Former students at for-profit college refuse to payback student loan debt
Corinthian Colleges, a for-profit education outfit, has come under fire by some of its former students. As reported by NPR, 107 of those students are refusing to pay back their student loans as a form of protest.
In addition to the large amount of debt that the students carry, they also claim that the degrees they received from Corinthian are not recognized by most employers.
The Associated Press reported that Corinthian shut its doors last July due to federal regulations. The college had more than 100 U.S. campuses with more than 70,000 students.

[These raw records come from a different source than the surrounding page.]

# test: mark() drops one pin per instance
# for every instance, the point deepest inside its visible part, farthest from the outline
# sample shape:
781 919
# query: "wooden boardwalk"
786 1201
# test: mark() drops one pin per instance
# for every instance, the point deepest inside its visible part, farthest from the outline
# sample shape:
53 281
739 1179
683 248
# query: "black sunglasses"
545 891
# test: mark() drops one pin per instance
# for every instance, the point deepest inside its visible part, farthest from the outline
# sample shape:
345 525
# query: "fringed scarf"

But when enrollment started to slump and reports showed that nearly 100% of students at for-profit schools take out student loans to pay for their education, the United States Department of Education stepped in.

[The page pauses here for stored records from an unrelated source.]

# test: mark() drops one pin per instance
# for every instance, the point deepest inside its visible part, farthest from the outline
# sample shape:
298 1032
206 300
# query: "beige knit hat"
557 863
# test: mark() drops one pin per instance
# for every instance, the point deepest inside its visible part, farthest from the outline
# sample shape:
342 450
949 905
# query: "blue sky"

According to NPR, the Consumer Financial Protection Bureau met with representatives from the “Corinthian 100” to discuss “ways to address the burden of their student loans.” This is likely a step in the right direction for those students but it doesn’t fully address the student loan debt crisis that’s beginning to engulf higher education.
The Institute for College Access and Success by way of Pew Trusts, five states have an average debt for graduating students of more than $30,000. Couple that with the fact that student loan debt now outpaces debt tied to mortgages and credit cards, and more than 7 million U.S. borrowers are in default on their loans, higher education just may be in crisis.
The “Corinthian 100” is currently in talks with the Department of Education regarding their student loans.
I think these students have every right to refuse this repayment and that they were victims of predatory practices by this non-defunct university. College and universities need to be held accountable for the degrees they give students and for what those students do after college.